Bank and Credit Card Transactions: Many online banks and credit card companies allow you to download recent transactions (checks, deposits, credit card charges, etc.) into a file in the Quicken Interchange Format (QIF), so that you can import these transactions into your Quicken account. The problem with this approach is that typically the bank has no way of assigning meaningful categories to the transactions. So, if you care about categorizing your Quicken transactions, you must go through each transaction you have just imported in Quicken, and add categories. QIF Master automates this process.
Some banks and credit card companies also produce transaction histories in QFX or OFX format. OFX is an open standard format, and QFX is a Quicken-specific variant. Quicken can import QFX format (Quicken calls this Web Connect) and match transactions with transactions already in your register. This matching is useful, but if you like your transactions automatically categorized, you might prefer to process the QFX or OFX with QIF Master, which will convert it to QIF and add categories. If all you have available is OFX, you cannot import it into Quicken, but you can convert it to QIF and then import it.

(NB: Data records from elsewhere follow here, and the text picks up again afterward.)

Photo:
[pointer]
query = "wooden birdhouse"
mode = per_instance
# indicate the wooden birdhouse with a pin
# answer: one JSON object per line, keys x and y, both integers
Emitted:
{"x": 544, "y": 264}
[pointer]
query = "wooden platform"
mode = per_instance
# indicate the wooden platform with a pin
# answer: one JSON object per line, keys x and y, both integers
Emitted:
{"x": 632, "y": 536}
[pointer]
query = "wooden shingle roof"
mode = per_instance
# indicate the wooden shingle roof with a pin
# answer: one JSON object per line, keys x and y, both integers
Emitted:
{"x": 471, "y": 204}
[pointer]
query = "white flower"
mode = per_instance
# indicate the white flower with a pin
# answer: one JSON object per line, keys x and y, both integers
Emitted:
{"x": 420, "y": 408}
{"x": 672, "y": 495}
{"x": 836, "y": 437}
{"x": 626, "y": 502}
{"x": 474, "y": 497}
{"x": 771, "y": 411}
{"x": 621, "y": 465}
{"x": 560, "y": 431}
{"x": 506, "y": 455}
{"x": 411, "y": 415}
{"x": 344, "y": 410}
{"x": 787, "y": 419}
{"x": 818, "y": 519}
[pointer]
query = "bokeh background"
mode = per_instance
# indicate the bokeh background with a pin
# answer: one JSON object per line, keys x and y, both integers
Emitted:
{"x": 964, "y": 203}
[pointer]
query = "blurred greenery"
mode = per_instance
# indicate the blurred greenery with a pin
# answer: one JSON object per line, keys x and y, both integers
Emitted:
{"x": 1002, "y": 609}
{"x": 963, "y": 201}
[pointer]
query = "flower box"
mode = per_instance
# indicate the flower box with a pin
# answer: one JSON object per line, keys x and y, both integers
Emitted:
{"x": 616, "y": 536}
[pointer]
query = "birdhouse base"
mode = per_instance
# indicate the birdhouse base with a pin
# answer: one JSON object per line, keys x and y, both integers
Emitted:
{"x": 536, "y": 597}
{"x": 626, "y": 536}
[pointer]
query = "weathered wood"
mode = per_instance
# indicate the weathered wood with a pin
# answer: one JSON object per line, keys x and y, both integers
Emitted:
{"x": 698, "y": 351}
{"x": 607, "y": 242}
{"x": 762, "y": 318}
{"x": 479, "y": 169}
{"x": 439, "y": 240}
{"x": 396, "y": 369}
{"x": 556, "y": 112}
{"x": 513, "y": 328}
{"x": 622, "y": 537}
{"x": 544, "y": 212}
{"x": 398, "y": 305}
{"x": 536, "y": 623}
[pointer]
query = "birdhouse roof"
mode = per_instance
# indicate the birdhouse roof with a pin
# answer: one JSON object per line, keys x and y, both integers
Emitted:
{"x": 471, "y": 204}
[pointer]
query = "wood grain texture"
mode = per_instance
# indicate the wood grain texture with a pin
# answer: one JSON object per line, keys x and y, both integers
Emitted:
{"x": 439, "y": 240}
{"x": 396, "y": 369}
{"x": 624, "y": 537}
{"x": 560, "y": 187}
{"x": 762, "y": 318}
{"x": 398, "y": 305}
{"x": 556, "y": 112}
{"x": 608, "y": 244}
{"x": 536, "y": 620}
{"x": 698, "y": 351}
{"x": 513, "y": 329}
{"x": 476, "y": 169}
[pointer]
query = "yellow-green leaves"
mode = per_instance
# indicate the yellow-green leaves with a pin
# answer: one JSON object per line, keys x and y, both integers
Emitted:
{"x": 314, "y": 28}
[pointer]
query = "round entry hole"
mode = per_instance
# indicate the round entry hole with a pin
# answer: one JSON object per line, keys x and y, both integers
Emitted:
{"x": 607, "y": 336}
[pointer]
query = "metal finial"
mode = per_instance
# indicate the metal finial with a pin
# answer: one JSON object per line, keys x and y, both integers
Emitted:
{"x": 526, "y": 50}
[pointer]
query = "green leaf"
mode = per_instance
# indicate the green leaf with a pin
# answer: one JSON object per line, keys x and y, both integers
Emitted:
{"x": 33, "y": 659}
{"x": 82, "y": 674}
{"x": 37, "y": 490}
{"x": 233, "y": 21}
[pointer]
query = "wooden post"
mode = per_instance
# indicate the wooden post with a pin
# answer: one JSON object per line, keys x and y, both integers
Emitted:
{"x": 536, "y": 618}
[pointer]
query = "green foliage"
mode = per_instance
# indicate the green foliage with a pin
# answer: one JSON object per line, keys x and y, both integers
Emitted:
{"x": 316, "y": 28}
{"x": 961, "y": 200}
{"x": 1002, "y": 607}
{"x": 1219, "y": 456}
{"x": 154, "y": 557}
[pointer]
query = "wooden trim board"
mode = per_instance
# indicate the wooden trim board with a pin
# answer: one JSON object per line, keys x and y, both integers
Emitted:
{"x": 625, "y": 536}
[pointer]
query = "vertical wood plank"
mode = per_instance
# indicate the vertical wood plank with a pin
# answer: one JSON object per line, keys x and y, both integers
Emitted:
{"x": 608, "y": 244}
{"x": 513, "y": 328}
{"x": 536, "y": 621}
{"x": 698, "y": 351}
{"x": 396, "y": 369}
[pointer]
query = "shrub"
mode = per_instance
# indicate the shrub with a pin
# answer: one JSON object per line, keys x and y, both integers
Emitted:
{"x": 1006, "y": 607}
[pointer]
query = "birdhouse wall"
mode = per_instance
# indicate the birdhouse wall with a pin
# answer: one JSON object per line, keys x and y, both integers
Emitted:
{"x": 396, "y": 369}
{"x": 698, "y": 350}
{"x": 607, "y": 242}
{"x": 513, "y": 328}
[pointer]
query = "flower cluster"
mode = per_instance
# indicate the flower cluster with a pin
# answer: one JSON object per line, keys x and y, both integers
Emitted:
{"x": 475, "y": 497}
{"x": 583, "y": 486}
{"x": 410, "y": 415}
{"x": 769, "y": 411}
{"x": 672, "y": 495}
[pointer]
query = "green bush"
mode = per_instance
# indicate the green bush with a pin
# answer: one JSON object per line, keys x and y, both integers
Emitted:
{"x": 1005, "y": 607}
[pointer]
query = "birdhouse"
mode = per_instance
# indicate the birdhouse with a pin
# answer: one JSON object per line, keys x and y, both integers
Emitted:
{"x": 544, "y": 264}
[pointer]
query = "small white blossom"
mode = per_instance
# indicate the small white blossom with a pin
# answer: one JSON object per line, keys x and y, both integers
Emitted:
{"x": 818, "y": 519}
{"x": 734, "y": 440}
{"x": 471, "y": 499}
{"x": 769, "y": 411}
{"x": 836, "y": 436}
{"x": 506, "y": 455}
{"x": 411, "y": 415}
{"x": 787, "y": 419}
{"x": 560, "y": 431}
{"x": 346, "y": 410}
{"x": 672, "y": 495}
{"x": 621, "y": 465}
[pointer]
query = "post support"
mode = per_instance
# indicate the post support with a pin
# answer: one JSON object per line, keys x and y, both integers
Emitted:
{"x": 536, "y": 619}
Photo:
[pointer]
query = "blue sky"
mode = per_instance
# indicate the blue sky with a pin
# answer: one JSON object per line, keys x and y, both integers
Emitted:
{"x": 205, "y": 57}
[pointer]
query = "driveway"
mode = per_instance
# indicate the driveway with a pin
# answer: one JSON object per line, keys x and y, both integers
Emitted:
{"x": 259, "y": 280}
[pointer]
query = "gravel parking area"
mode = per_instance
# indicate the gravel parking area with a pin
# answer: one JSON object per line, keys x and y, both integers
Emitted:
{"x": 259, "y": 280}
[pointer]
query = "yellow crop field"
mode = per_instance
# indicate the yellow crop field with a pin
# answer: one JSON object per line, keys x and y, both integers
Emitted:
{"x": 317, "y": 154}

QIF Master adds Quicken categories based on the description (e.g. payee) of each transaction. To convert a QIF file, just drop it onto QIF Master. You can configure QIF Master as a browser helper application for files of type application/qif to have it run automatically on downloaded QIF files. The resulting file can then be imported into Quicken.
Investment Transactions: Although recent versions of Quicken for the Mac have allowed investment transactions to be downloaded into Quicken, in many cases the downloads are incomplete and sometimes wrong. An alternative approach is to use QIF Master to extract QIF from your investment firm's transaction history Web page and import that QIF into Quicken. Investment information is not produced in QIF format by the investment firms; to get QIF you must use QIF Master to convert the transactions on the Web page into QIF.
CSV Files: QIF Master will also convert comma-separated value (CSV) files into QIF.
Finally, QIF Master also performs other useful transformations on any financial data it can process, producing output data as CSV or tab-separated entries in text files. Thus, QIF Master can convert financial data from QIF, OFX, QFX, Web pages, CSV, or tab-separated value files into QIF, CSV, or tab-separated values files.